Investments in the digital architecture of Applebee’s and IHOP helped drive the recovery for Dine Brands Global during the second quarter despite the still “fluid and unpredictable” environment due to COVID and the Delta variant, the company said Thursday.
Applebee’s two-year comparable restaurant sales increased 10.5% during the June 30-ended quarter. IHOP’s two-year comps were down 3.4%, but that marked a significant improvement over the first quarter this year, when IHOP’s two-year same-store sales were down 21.2%.
John Peyton, Glendale, Calif.-based Dine Brands’ CEO, said he remains cautiously optimistic. Consumer confidence is approaching pre-pandemic levels, and federal spending on infrastructure and low unemployment levels will offer meaningful tailwinds.
Dine Brands has leaned into its scale by investing heavily in building “one common digital architecture” for both brands. “This is the most robust delivery of digital tech in Dine Brand’s history,” he said.
So far in 2021, the company has implemented a new customer relationship management, or CRM, system and a digital platform that enables for more sophisticated marketing and data collection, and serves as the backbone of the brands’ loyalty programs — including a new “very exciting, market-share-stealing” loyalty program for IHOP that will be launched later this year.
The company has rolled out upgrades to the website and apps, and the ordering system is more seamless. Guests can customize digital orders and it takes fewer clicks to navigate the menu, he said. Geofencing tracks guest arrivals and Applebee’s uses a call center using artificial intelligence for automated voice ordering.
In restaurants, hand-held devices for servers in 500 Applebee’s is speeding table turns, and a new kitchen display and point-of-sale system is reducing labor costs, improves order accuracy and integrates the flow of digital and dine-in orders to better support the car-side and to-go business.
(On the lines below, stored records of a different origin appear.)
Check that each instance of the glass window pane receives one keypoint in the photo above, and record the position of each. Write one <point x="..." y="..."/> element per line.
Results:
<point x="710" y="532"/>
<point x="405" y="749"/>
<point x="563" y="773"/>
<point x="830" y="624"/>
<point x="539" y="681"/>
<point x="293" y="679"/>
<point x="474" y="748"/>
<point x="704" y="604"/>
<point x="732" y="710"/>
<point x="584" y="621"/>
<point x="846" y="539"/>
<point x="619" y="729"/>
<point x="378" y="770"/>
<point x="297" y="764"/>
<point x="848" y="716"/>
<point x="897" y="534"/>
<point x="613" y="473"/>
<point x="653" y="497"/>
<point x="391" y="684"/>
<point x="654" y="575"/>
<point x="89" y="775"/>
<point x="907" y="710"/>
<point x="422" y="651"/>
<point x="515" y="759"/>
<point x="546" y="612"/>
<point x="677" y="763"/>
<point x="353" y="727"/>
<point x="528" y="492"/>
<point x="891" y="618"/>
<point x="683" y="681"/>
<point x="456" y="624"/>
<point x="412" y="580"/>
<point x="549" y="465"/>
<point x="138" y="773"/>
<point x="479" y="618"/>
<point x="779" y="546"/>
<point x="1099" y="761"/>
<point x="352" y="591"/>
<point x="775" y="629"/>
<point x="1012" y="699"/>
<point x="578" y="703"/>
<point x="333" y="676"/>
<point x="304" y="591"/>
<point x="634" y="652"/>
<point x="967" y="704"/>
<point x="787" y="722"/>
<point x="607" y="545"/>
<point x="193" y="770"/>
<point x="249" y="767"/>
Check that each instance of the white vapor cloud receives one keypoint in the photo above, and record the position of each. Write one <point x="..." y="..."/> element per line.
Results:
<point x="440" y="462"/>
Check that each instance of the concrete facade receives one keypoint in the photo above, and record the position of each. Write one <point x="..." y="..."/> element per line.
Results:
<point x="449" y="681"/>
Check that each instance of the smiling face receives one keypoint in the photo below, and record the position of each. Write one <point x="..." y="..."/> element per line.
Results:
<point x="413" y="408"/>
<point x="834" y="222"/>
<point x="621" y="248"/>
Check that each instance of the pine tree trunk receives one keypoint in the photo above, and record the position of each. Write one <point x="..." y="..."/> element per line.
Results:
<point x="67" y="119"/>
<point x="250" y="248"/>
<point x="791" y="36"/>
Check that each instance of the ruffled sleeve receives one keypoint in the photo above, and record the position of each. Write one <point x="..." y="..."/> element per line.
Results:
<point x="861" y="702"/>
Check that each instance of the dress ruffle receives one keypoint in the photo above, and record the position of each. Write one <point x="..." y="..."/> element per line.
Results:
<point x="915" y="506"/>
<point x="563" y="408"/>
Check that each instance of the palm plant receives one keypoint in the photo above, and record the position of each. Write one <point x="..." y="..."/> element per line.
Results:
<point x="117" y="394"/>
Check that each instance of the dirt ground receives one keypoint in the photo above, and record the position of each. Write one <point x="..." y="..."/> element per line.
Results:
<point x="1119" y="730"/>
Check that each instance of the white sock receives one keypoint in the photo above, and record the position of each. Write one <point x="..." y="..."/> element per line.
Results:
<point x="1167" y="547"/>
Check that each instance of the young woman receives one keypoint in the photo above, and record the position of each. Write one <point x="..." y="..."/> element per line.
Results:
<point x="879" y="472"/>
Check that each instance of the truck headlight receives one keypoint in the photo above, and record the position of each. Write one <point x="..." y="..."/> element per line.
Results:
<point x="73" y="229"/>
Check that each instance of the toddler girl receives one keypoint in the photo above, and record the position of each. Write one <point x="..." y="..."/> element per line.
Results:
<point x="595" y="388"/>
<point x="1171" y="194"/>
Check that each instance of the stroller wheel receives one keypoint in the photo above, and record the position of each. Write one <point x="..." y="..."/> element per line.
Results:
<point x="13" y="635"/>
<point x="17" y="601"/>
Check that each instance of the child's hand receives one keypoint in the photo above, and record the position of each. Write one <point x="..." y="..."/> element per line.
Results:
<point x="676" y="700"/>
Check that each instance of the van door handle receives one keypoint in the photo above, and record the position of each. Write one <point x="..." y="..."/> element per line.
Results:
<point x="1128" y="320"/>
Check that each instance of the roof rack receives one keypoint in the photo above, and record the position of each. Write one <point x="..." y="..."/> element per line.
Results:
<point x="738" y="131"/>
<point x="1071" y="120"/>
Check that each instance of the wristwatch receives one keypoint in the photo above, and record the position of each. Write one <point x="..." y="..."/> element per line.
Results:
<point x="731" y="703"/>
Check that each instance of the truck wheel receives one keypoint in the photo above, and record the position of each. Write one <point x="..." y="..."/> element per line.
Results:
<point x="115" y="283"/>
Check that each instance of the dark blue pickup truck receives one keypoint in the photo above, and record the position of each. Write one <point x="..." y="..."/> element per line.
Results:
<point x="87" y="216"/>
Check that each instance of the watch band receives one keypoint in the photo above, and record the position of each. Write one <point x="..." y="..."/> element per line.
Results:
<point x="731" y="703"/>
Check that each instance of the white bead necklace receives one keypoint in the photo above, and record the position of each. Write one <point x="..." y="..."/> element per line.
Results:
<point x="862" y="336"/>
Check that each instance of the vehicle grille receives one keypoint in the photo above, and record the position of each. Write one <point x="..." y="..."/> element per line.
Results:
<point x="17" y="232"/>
Compared with 2019, Applebee’s same-store sales were up 11.7% for April, 8.1% in May and 11.4% in June, said Applebee’s president John Cywinski, and restaurants delivered sales of about $53,000 per week throughout the quarter.
Off-premises sales are shifting to dine-in as consumers return, he said, but the company expects the off-premises sales to settle in the low to mid 20% range — which, for Applebee’s, is about double pre-pandemic levels.
To help keep this business, the chain is expanding its test of drive-thru locations, adding it to six restaurants in the fourth quarter.
Applebee’s has also been experimenting with the virtual brand Cosmic Wings, and had planned to expand with DoorDash. But because of a shortage of wings, that plan is on hold for now, Cywinski said.
IHOP, on the other hand, is jumping onto the virtual brand bandwagon. With underutilized kitchen capacity, particularly during evening hours, IHOP is looking to add one or more virtual brands to restaurants.
Peyton said the company will work with a third-party virtual brand developer to get to market faster and to leverage their expertise, though he declined to reveal which player the company plans to work with. Companies like Virtual Dining Concepts and Nextbite, for example, work with restaurants to find brands that work with existing equipment and ingredients, and targeted dayparts.
IHOP has recovered its breakfast and lunch business to pre-pandemic levels, Peyton said, but sales remains hampered by restaurants that have not been able to open fully. About 85% of restaurants are open for standard operating hours or more, and only about 27% are open 24-hours, seven days. Pre-pandemic, about 50% of IHOP restaurants were open 24/7.
As expected, IHOP’s off-premises sales have also been dipping as dine-in customers return, but brand president Jay Johns said he expects to retain most of the to-go sales growth the brand has earned over the past 15 months, in part because consumers have changed their behavior.
During the second quarter, IHOP’s sales mix included 73.9% dine-in, 13.9% delivery and 12.2% to-go.
Hoping to return to unit growth, IHOP now offers franchisees four platforms for development: the traditional restaurant, as well as a smaller version to be tested this year; nontraditional locations; and the new “conversion friendly” Flip’d by IHOP units — the first two of which will open this year in Lawrence, Kansas, and New York City.
Still, the labor shortage continues to impact wages, hours of operation and supply needs, and inflation is also a concern. Dine Brands is expecting commodity inflation between 4% to 5% for the full year.
“The final unknown is the Delta variant, which is largely regional at this time,” Peyton said. “Our outlook would certainly be impacted if large areas of the country returned to lockdowns or restaurant guests stopped being comfortable dining out.”